Machine learning terminology

Machine Learning Fundamentals

Machine learning is a subset of artificial intelligence (AI) that empowers systems to learn from data and make decisions without explicit programming. The fundamental terms in this category include:

• Data: The lifeblood of machine learning, data refers to the information used to train models. It can be structured or unstructured and is crucial for model accuracy.
• Algorithm: An algorithm is a step-by-step set of instructions designed to perform a specific task. In machine learning, algorithms are the engines that drive model training and predictions.
• Model: A model is the output generated by a machine learning algorithm after being trained on data. It encapsulates patterns and relationships within the data.
• Hyperparameters: Hyperparameters are parameters used to set up and control the learning process of an ML model.
• Overfitting: Overfitting is a concept in data science, which occurs when a statistical model fits exactly against its training data.
• Underfitting: Underfitting is a scenario in data science where a data model is unable to capture the relationship between the input and output variables accurately
• Training and Testing: Training involves exposing a model to labeled data to enable learning.

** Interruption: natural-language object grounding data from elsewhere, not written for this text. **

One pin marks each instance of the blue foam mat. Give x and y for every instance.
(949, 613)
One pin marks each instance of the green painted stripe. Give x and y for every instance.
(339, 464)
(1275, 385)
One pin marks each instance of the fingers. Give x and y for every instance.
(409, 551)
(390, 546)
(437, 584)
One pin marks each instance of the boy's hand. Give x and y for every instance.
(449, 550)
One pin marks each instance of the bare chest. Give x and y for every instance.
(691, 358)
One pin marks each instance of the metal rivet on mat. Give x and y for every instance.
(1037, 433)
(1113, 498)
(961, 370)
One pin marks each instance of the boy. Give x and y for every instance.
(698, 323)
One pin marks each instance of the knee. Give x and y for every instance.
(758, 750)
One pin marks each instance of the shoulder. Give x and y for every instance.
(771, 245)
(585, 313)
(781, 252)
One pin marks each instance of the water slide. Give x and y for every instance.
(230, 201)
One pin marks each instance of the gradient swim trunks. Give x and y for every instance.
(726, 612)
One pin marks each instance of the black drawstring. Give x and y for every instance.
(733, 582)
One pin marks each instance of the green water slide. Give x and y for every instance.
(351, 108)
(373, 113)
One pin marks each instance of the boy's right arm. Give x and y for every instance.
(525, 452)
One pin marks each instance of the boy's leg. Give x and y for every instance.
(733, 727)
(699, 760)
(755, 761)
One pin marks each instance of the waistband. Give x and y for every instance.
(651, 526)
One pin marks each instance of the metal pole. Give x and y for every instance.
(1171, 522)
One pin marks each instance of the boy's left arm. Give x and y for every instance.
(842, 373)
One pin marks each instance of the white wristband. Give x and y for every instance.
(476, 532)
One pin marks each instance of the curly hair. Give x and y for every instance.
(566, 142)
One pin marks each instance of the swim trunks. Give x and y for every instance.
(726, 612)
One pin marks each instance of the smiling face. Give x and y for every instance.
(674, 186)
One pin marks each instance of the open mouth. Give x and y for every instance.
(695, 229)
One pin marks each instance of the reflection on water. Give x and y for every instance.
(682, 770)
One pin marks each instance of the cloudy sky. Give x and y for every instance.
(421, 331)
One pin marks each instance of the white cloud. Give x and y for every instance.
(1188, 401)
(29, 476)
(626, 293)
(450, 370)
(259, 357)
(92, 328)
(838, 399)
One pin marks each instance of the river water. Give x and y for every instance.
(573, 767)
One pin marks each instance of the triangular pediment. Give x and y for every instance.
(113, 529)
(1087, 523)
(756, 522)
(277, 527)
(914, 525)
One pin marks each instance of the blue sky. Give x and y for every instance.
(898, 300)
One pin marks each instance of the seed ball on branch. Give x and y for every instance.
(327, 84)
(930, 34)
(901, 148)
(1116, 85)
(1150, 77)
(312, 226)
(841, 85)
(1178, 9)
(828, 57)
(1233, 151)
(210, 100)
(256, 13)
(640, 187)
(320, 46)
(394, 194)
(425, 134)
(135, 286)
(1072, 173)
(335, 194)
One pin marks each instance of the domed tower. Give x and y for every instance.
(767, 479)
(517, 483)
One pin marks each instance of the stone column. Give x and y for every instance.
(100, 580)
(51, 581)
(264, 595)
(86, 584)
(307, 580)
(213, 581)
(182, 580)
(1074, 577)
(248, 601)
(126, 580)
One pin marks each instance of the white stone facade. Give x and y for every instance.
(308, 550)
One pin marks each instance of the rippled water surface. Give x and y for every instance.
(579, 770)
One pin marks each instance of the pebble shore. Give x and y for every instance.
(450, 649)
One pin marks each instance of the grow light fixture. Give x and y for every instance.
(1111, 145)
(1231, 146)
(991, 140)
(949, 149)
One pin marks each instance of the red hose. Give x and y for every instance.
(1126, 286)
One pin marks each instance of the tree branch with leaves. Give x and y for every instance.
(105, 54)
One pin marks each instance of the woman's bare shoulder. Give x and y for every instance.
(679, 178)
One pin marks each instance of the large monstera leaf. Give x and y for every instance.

Testing assesses a model's performance on new, unseen data to evaluate its generalization capabilities.

Types of Machine Learning

Machine learning encompasses various approaches, each with its unique terminology:

• Supervised Learning: In supervised learning, models learn from labeled data, making predictions based on input-output pairs.
• Unsupervised Learning: Unsupervised learning involves training models on unlabeled data, allowing them to discover patterns independently.
• Reinforcement Learning: Reinforcement learning focuses on training models to make sequences of decisions by rewarding positive outcomes.
• Deep Learning: Deep learning involves neural networks with multiple layers, enabling complex pattern recognition.

Evaluation Metrics

Assessing the performance of machine learning models requires understanding key metrics:

• Accuracy: The ratio of correct predictions to the total number of predictions.
• Precision and Recall: Precision measures the accuracy of positive predictions, while recall assesses the ability to capture all relevant instances.
• F1 Score: The harmonic mean of precision and recall, providing a balanced evaluation metric.
• Loss: loss is a number indicating how bad the model's prediction was on a single example.

Common Algorithms

• Linear Regression: A basic algorithm for predicting a continuous outcome based on linear relationships.
• Decision Trees: Tree-like models that make decisions based on feature splits.
• Random Forest: An ensemble of decision trees for improved accuracy and robustness.
• Support Vector Machines (SVM): Algorithms that find the optimal hyperplane for classification tasks.
• Backpropagation: Backpropagation is a form of supervised learning algorithm, mostly used to train feedforward neural networks.

Advanced Concepts

• Neural Networks: Mimicking the human brain, neural networks consist of interconnected nodes that process information.
• Transfer Learning: Leveraging pre-trained models for new tasks, saving time and resources.
• Gradient Descent: An optimization algorithm that minimizes the error of a model during training.
• Artificial Neural Network (ANN): Artificial neural network (ANN) is a computing system with an architecture inspired by the biological brains of living organisms.